2- Sur la péremption de l’instance :
Aux termes de l’article R 1422-22 du code de la sécurité sociale dans sa version applicable au litige, l’instance est périmée lorsque les parties s’abstiennent d’accomplir, pendant le délai de deux ans mentionné à l’article 386 du code de procédure civile, les diligences qui ont été expressément mises à leur charge par la juridiction.
Par ordonnance du 26 février 2021, le président du pôle social de [Localité 3] a, au vu de la demande de retrait du rôle formé par les parties à l’audience, prononcé la radiation de l’affaire.
Il est effectif que se faisant le juge a par erreur ordonné la radiation au lieu de prononcer le retrait du rôle.

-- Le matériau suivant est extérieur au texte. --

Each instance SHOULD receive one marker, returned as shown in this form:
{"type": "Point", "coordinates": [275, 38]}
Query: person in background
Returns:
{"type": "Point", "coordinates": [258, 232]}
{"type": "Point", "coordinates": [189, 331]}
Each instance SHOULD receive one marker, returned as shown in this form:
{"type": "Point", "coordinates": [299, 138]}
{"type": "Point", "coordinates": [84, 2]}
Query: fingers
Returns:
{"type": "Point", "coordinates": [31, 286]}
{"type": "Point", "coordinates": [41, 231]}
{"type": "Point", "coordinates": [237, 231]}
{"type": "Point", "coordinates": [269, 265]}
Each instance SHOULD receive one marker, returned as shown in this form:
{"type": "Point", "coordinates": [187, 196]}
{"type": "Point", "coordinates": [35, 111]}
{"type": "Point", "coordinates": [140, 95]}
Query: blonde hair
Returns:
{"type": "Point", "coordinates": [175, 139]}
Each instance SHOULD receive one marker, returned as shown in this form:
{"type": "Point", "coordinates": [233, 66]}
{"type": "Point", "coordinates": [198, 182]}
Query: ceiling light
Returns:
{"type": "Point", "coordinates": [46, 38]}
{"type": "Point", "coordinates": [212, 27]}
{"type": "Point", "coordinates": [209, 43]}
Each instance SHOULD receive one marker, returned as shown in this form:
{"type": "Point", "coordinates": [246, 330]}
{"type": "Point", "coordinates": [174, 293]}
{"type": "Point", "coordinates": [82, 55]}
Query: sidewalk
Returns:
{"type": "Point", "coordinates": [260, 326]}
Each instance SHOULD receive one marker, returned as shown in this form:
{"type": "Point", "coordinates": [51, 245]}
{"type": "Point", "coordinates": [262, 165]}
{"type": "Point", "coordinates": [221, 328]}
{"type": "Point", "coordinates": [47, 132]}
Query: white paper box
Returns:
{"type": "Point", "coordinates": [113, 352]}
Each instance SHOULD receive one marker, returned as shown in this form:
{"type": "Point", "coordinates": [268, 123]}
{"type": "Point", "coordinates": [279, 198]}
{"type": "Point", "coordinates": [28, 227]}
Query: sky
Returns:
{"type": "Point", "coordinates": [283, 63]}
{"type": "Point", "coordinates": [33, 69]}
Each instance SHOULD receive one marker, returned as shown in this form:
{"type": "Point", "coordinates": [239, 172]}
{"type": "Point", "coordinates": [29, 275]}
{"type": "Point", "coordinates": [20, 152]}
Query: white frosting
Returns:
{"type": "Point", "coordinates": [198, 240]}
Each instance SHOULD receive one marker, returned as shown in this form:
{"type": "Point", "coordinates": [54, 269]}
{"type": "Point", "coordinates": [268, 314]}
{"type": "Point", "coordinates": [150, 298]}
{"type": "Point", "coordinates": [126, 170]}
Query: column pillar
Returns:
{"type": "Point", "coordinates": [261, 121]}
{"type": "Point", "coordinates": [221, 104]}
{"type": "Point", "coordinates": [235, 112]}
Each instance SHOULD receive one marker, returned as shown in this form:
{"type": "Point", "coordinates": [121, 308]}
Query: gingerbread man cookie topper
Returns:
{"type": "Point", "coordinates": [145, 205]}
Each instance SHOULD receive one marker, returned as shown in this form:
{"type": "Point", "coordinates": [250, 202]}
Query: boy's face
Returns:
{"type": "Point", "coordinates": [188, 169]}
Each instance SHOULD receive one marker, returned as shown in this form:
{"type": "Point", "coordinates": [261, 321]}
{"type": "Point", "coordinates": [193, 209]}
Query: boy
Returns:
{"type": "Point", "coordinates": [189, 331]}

Néanmoins, le fait qu’il ne s’agisse pas d’une radiation mais d’un retrait du rôle n’a aucun effet puisque comme justement rappelé par le premier juge, en l’absence de diligences mises expressément à la charge de l’une ou l’autre des parties, la péremption d’instance n’est pas encourue.

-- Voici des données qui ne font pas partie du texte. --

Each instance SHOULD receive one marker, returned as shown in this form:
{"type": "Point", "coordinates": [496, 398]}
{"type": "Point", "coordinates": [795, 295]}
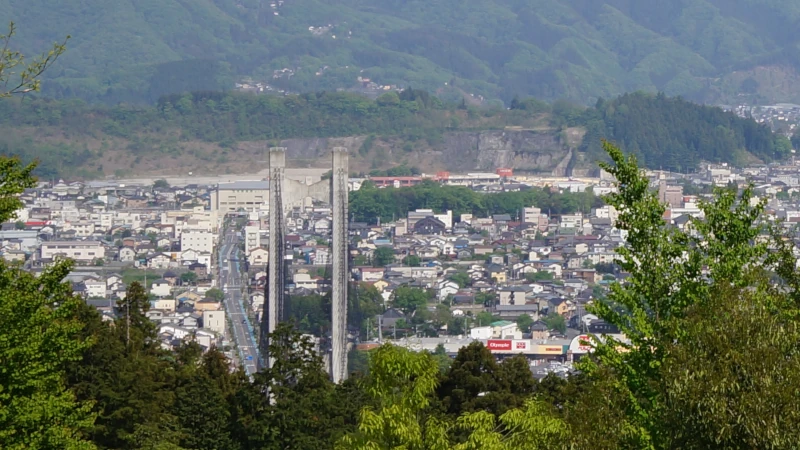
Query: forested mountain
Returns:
{"type": "Point", "coordinates": [137, 50]}
{"type": "Point", "coordinates": [72, 138]}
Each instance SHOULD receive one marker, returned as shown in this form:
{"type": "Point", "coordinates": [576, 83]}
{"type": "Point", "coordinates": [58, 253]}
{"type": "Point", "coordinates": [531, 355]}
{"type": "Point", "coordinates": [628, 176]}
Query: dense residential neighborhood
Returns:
{"type": "Point", "coordinates": [518, 282]}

Le jugement est confirmé de ce chef.
3- Sur le fond :
Comme parfaitement rappelé par le pôle social, il appartient à l’appelant de démontrer le caractère infondé de la créance réclamée par l’URSSAF.
Or, les moyens développés au titre de la taxation d’office sont inopérants puisqu’il est établi que l’URSSAF a arrêté les cotisations définitives 2015 à réception des revenus déclarés pour l’année 2015.
Au surplus, les premiers juges ont parfaitement indiqué que le cotisant n’a pas établi avoir adressé à l’organisme sa déclaration de revenus dans le délai imparti.
M. [N] ne démontre absolument pas que les calculs effectués par l’URSSAF pour aboutir à la somme réclamée au titre de la contrainte sont faux.
Dès lors, la cour confirme le jugement entrepris en ses dispositions de fond sauf à parfaire le montant réclamé par l’URSSAF pour tenir compte des paiements effectués par le cotisant.
4- Sur les dépens et les dispositions de l’article 700 du code de procédure civile :
M. [N] est condamné aux dépens.
Sa demande fondée sur les dispositions de l’article 700 du code de procédure civile est nécessairement rejetée.
PAR CES MOTIFS
La cour
Confirme le jugement en ses dispositions soumises à la cour, sauf sur le montant restant du à l’URSSAF,
et statuant à nouveau de ce seul chef,
Condamne M. [L] [N] à verser à l’URSSAF [4] la somme de 3 891 euros, au titre des cotisations et majorations de retard restant dues pour le 3ème trimestre 2015,
Y ajoutant
Condamne M. [L] [N] aux dépens
Déboute M. [L] [N] de sa demande sur le fondement des dispositions de l’article 700 du code de procédure civile.